Additionally, the duty on some fresh fruits, such as grapes, apples, and watermelons, as well as fruit juices, was increased from 20 percent to 30 percent.
According to Md Serajul Islam, President of the Bangladesh Fresh Fruits Importers Association, nearly 40 percent of the country’s fruit demand is met through local production, while the rest is covered by imports.
“Previously, we paid Tk 99 to 100 per kg in value-added tax (VAT) and supplementary duty (SD) for apples, oranges, pears, and tangerines. Now, we have to pay Tk 115 to 116 per kg. For grapes and pomegranates, the cost has risen from Tk 120-125 per kg to Tk 140-150,” he explained.
With Ramadan falling in March this year, the availability of seasonal fruits is expected to be limited, increasing dependency on imports. “For this reason, we held a meeting with the NBR to request a reduction in VAT and SD. However, instead of lowering them, they have increased the rates,” he added.
Industry sources indicate that apples are imported from South Africa, Brazil, China, and Australia; pomegranates from India; pears from Pakistan; sweet oranges from Egypt; tangerines from China and India; and grapes from India.
Data from the NBR shows that Bangladesh imported fruits and nuts worth Tk 5,563.26 crore in the fiscal year 2022-23, compared to Tk 5,374.23 crore in 2021-22.
Despite criticism from stakeholders, businesses, and political leaders, the interim government has raised VAT and SD midway through the fiscal year as part of its revenue collection strategy to meet conditions set by the International Monetary Fund (IMF) under its ongoing $4.7 billion loan programme for Bangladesh.

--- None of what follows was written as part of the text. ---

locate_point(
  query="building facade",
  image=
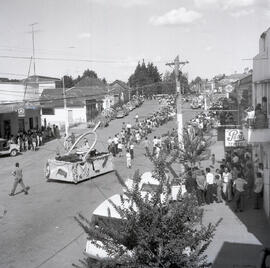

Former President of the Consumers Association of Bangladesh (CAB), Ghulam Rahman, warned that this move would increase the financial burden on people, push up inflation, and exacerbate public suffering.
Bangladesh’s fruit imports, as reflected in the opening of letters of credit (LCs), declined by 8.5 percent year-on-year to $107 million during the July-November period of the fiscal year 2024-25.
Retailers have already increased prices by Tk 20 to Tk 30 per kg for apples, oranges, grapes, sweet oranges, and watermelons, prompting many consumers to reduce their purchases amidst persistently high inflation over the past two years.
Balel Hossain, a shopper at Karwan Bazar, one of Dhaka’s largest kitchen markets, expressed his concerns, stating that he could no longer afford to buy foreign fruits in the same quantities as he did a year ago.
“Ten days ago, I bought medium-sized oranges for Tk 260 per kg, but the price has now risen to Tk 290. Similarly, apples that were Tk 290 per kg are now Tk 320,” he added.